Crise économique post-Covid : la vague verte sauvera-t-elle les jardiniers paysagistes

Les français ont eu un « flash vert » pendant le confinement. Bénéficiera-t-il aux entreprises du paysage et suffira-t-il à effacer les dégats de deux mois de baisse d'activité ?
 

Le confinement a pourtant bien mal commencé pour les paysagistes. Les chantiers se sont arrêtés à l’aube d’un printemps certainement prometteur et les entreprises n’ont pas pu bénéficier du chômage partiel pour leurs salariés.

Essentiellement des travaux d'entretien

Cependant, après quelques semaines de flou sur les consignes à appliquer, de nombreuses entreprises ont repris le travail. Elles ont dû composer avec des effectifs amputés des apprentis, des personnes souffrant d’affection de longue durée (ALD)  ou devant garder leurs enfants et des contraintes sanitaires importantes.

Pour « Les Jardins d’Agapanthe » à St-Jean de la Haize dans le sud de la Manche, il a fallu faire revenir une équipe qui n’avait plus accès à son chantier de toiture végétalisée à Paris, et le manque de fournitures à également freiné l’activité.

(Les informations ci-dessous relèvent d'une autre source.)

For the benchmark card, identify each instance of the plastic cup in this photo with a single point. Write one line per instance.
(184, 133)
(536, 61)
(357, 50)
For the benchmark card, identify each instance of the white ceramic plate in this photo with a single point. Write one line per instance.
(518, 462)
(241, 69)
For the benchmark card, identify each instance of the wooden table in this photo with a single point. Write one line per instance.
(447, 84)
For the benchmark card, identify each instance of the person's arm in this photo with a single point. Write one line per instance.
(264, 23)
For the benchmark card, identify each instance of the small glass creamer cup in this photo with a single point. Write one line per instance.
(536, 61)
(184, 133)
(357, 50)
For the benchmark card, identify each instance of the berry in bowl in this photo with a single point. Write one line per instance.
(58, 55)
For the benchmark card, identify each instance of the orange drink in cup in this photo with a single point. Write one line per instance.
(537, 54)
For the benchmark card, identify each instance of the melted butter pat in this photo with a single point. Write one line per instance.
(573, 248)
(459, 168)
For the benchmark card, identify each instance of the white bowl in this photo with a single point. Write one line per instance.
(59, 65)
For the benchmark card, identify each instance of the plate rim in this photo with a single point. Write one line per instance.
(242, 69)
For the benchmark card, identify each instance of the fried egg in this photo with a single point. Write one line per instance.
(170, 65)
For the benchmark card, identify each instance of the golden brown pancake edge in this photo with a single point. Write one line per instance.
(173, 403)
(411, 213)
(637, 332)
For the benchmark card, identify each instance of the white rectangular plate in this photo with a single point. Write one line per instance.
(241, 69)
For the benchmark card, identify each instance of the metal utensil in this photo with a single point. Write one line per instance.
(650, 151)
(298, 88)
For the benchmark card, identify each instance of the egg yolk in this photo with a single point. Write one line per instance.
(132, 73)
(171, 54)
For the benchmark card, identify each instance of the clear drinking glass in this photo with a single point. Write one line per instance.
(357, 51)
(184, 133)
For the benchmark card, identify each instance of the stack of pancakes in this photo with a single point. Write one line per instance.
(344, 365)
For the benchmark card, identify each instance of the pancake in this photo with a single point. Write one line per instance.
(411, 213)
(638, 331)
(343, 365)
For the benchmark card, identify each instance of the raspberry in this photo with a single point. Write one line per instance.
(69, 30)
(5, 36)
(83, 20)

Pour l’entreprise Martinel à Saint-Quentin sur le Home, sur les dix personnes de l’effectif, seuls les trois apprentis ont été confinés. Dans ce secteur géographique riche en résidences secondaires inaccessibles pour leurs propriétaires ou au contraire soudainement investies pour le confinement, l’entreprise a dû refuser beaucoup de demande d’entretien, privilégiant ses contrats réguliers. Les créations de jardins ont été presque stoppées.
Les entreprises du paysage opérant la plupart du temps en extérieur, avec de petites équipes les gestes barrière ont été relativement simples : une personne par camion, gel hydro-alcoolique et masque lorsque nécessaire.

Dans le Calvados à Gonneville, même constat chez Le Monnier Espaces Verts. L’entreprise a pu tourner avec la moitié de ses quatorze salariés mais le constat est malgré tout prometteur pour l’avenir avec de nombreux parisiens à fort pouvoir d’achat transférant leur résidence principale… dans leur résidence secondaire. Le confinement urbain en appartement a laissé des traces.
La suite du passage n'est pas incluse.